La presse n’est pas très bien informée car l’Armée ne désire pas divulguer les capacités du nouvel engin. On lit dans ‘‘Le Petit Journal’’ la relation d’un de ces vols : « L’ascension devait s’opérer à trois heures. L’arrivée inattendue du général Campenon à Chalais l’a quelque peu retardée, et c’est à quatre heures dix minutes seulement que les expérimentateurs prenaient place dans la nacelle.

A quatre heures quarante cinq minutes, l’aérostat, qui mesure cinquante mètres de long et neuf de large, apparaissait en ligne directe aux yeux de quelques fonctionnaires placés sur la terrasse du ministère de la marine et des employés dudit ministère, groupés devant la place de la Concorde, à peu de distance de la statue de Strasbourg. Pas d’autres curieux.

 

Circuit dirigeable423

Parcours du 8-11-84 à midi.

Revue la nature du 15-11-84.

La forme du ballon s’accusait suffisamment et on distinguait le filet qui porte la nacelle et le propulseur. Mais, au lieu de s’avancer encore et de venir reconnaître le rond-point des Champs-Elysées, où MM. Renard et Krebs avaient l’intention de planer à cinquante mètres pendant un quart d’heure pour virer de bord ensuite, le ballon, qui s’était élevé à cent mètres tout au plus, s’arrêtait dans sa marche assez rapide, malgré la faiblesse de la brise, à deux mille cinq cents mètres environ du but fixé.

On le vit descendre tout à coup et s’éloigner comme s’il disparaissait derrière le dôme des Invalides, et l’on crût qu’il bifurquait vers le terrain de Longchamps pour revenir par lignes brisées place de la Concorde ; mais on apprit bientôt que l’itinéraire des deux inventeurs avait été modifié, sur le désir du ministre de la guerre qui tenait à ce que cette expérience échappât à la curiosité publique. »

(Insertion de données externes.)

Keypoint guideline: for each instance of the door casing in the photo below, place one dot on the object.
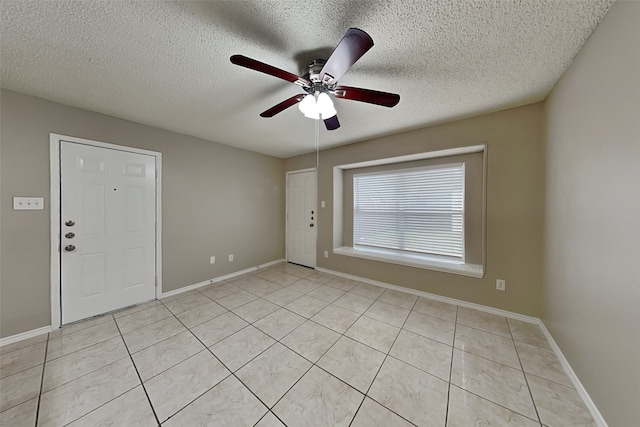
(315, 230)
(55, 182)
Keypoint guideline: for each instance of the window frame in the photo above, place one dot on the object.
(406, 252)
(342, 244)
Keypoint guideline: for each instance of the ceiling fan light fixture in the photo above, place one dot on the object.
(325, 106)
(315, 106)
(309, 108)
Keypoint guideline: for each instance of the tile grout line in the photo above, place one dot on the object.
(526, 380)
(44, 362)
(453, 350)
(100, 406)
(138, 373)
(366, 394)
(231, 373)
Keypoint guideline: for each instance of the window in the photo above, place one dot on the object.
(417, 211)
(422, 210)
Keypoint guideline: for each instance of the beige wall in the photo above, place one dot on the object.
(515, 174)
(592, 291)
(217, 200)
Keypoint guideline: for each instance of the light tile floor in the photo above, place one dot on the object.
(289, 346)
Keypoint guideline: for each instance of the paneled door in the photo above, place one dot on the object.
(107, 229)
(302, 218)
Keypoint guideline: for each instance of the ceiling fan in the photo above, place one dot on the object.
(320, 79)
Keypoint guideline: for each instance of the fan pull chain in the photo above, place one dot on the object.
(317, 147)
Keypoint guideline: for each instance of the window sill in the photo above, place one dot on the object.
(471, 270)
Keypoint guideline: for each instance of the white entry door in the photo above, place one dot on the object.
(302, 218)
(107, 230)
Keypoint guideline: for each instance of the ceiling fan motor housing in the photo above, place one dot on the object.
(312, 74)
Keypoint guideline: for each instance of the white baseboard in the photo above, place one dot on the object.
(24, 335)
(461, 303)
(595, 413)
(218, 279)
(591, 406)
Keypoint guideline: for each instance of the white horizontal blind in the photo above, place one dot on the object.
(414, 210)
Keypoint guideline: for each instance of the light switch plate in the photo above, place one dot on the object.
(28, 203)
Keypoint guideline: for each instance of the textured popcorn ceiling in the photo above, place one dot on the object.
(166, 64)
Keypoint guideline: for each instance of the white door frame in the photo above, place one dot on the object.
(54, 205)
(286, 210)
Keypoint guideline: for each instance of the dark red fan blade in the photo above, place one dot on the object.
(332, 123)
(252, 64)
(353, 45)
(385, 99)
(282, 106)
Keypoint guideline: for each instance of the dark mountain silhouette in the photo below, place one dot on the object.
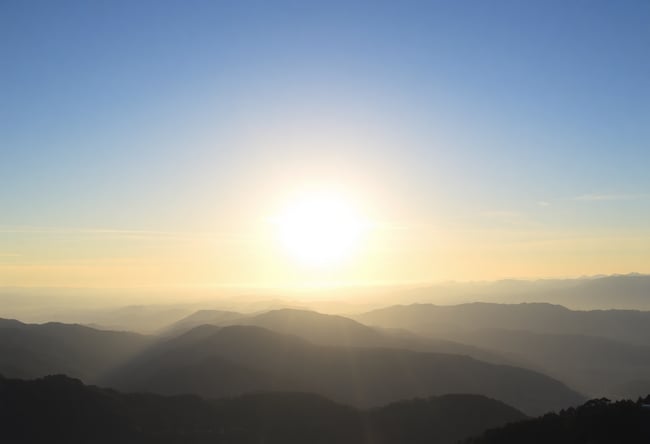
(439, 321)
(598, 421)
(60, 409)
(216, 362)
(32, 350)
(593, 365)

Cette question de la confidentialité d’une invention si conséquente entraîne des polémiques. « L’armée française a-t-elle -écrit ‘‘Paris’’- le droit de divulguer un secret qui lui appartient ? Nous ne le pensons pas…La France d’abord. » ‘‘Le Matin’’ est d’un avis différend : « Une découverte de cette importance, appelée à révolutionner l’art de la locomotion, révolution dont les conséquences sociales et internationales sont incalculables, ne saurait d’ailleurs, de notre temps, rester longtemps cachée. »

L’année 1885 est celle du décès de Dupuy de Lôme ; le grand créateur de navires avait dit : le jour où l’on aura réglé la question du ballon dirigeable, le problème du submersible sera en voie de solution. La Marine ne tarde pas à faire appel à Krebs et lui demande de collaborer au projet d’un sous-marin efficace. Il sera chargé de la propulsion et de nombreuses autres choses. Le moteur électrique système Krebs de plus de 50 CV prendra place à l’arrière de l’engin, ajusté à l’intérieur de la coque ; totale innovation.

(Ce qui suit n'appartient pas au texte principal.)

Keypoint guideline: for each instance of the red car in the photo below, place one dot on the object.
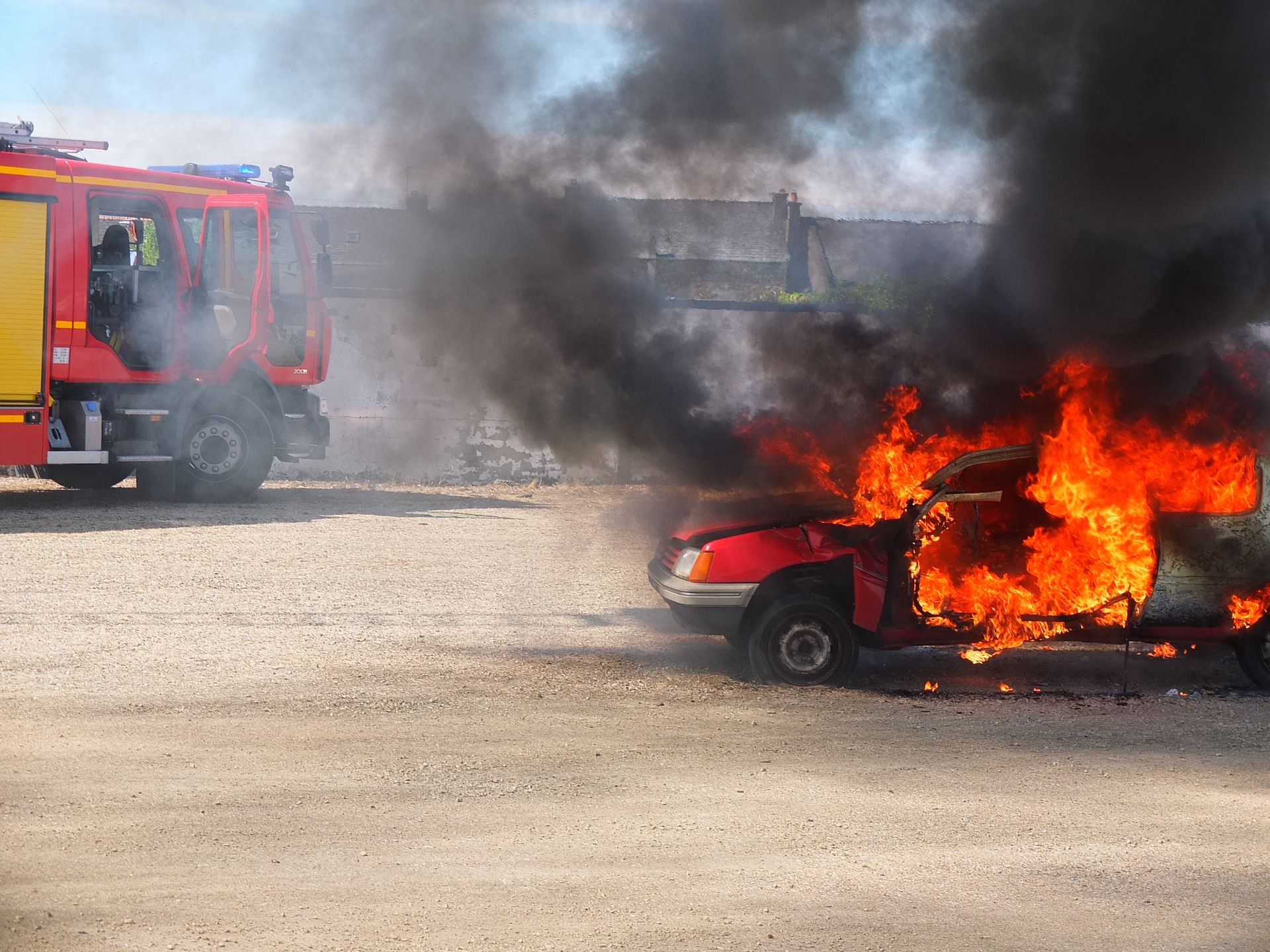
(802, 593)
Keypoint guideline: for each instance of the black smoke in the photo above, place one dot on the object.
(1133, 145)
(1128, 140)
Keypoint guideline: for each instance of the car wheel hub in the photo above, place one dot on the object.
(218, 448)
(804, 647)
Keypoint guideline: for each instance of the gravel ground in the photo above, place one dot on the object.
(367, 717)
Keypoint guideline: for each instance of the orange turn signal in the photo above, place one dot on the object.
(701, 568)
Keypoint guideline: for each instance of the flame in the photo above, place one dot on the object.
(1100, 479)
(1246, 612)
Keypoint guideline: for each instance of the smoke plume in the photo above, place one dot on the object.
(1129, 143)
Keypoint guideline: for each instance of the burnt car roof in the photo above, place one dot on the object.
(976, 457)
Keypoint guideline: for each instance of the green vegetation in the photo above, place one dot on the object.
(913, 298)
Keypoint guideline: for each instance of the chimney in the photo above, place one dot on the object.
(779, 201)
(798, 278)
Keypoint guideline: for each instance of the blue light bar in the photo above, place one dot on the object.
(240, 172)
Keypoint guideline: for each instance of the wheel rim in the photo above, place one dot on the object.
(804, 648)
(216, 448)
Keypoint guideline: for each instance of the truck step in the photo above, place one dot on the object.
(78, 457)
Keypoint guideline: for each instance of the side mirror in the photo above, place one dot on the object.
(325, 274)
(321, 231)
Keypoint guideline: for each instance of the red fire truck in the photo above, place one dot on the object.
(167, 323)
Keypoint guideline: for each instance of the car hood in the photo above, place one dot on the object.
(714, 520)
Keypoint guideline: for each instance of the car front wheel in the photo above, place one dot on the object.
(1254, 654)
(803, 640)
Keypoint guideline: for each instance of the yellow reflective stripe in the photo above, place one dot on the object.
(23, 238)
(149, 186)
(34, 173)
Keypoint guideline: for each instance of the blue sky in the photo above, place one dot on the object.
(169, 81)
(196, 56)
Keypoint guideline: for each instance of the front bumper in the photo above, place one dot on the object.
(698, 594)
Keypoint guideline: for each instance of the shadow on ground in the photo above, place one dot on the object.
(44, 509)
(1067, 668)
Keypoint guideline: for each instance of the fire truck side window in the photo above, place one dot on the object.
(232, 252)
(287, 334)
(132, 285)
(190, 235)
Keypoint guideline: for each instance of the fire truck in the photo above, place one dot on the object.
(165, 321)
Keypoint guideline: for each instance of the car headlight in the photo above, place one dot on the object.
(694, 565)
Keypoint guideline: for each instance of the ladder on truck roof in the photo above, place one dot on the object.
(19, 138)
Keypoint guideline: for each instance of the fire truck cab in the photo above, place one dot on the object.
(158, 323)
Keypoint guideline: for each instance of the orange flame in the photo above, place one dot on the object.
(1246, 612)
(1100, 479)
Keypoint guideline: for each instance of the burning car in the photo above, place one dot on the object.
(802, 584)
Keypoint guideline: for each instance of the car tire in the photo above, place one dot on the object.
(225, 452)
(87, 476)
(804, 640)
(1254, 654)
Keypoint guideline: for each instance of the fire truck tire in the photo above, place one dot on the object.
(87, 476)
(803, 640)
(226, 451)
(1254, 654)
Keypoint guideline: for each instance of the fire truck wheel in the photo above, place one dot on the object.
(803, 640)
(226, 451)
(1254, 653)
(87, 476)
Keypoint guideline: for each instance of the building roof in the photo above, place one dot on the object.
(702, 230)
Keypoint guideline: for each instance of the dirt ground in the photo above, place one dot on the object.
(342, 717)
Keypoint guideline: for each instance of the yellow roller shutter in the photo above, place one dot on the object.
(23, 268)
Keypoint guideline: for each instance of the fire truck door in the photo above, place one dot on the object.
(233, 296)
(23, 317)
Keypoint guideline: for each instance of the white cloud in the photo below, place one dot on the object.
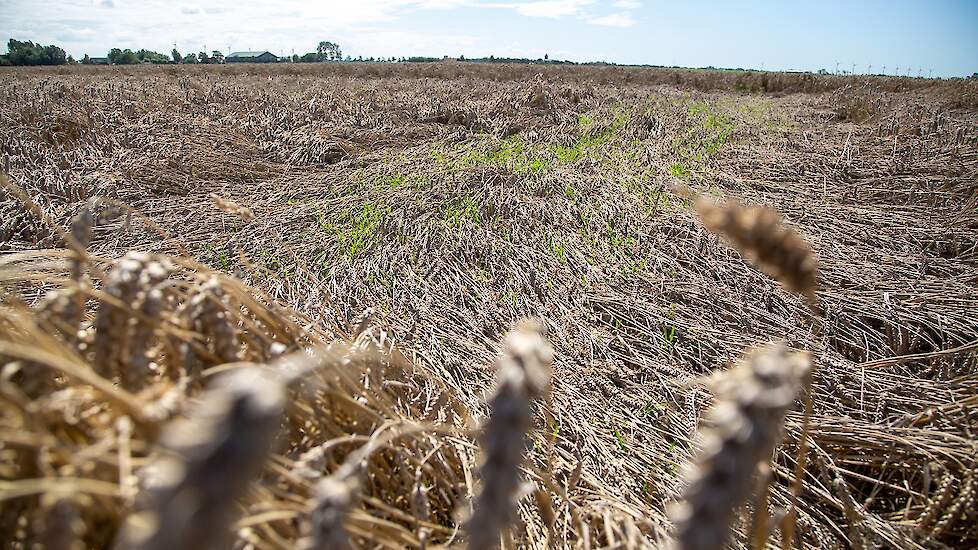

Et voilà notre Arthur plongeant à bord du Gymnote en rade de Toulon le 17 novembre 1888 comme il avait volé au dessus de Paris à peine plus de quatre ans auparavant.

Plus tard Krebs se lance dans l’automobile et réalise sa propre voiture à une époque où personne n’en a. Directeur des usines Panhard, il invente une bonne partie de ce qui fait que nous roulons aisément, par exemple le volant de direction.

Du fait de la complexité technique qui a entraîné la spécialisation, aucun ingénieur ne pourrait aujourd’hui participer, au plus haut niveau, à des inventions aussi variées. En quelque sorte Arthur Krebs a été comme une réplique de Jules Verne : ce que l’un a imaginé, l’autre l’a fait. L’ingénieur est d’ailleurs cité dans un des romans de l’écrivain, « Robur le Conquérant ».

En 1916 Krebs prend sa retraite et s’installe pour de bon à Quimperlé où sa vie se termine le 22 mars 1935.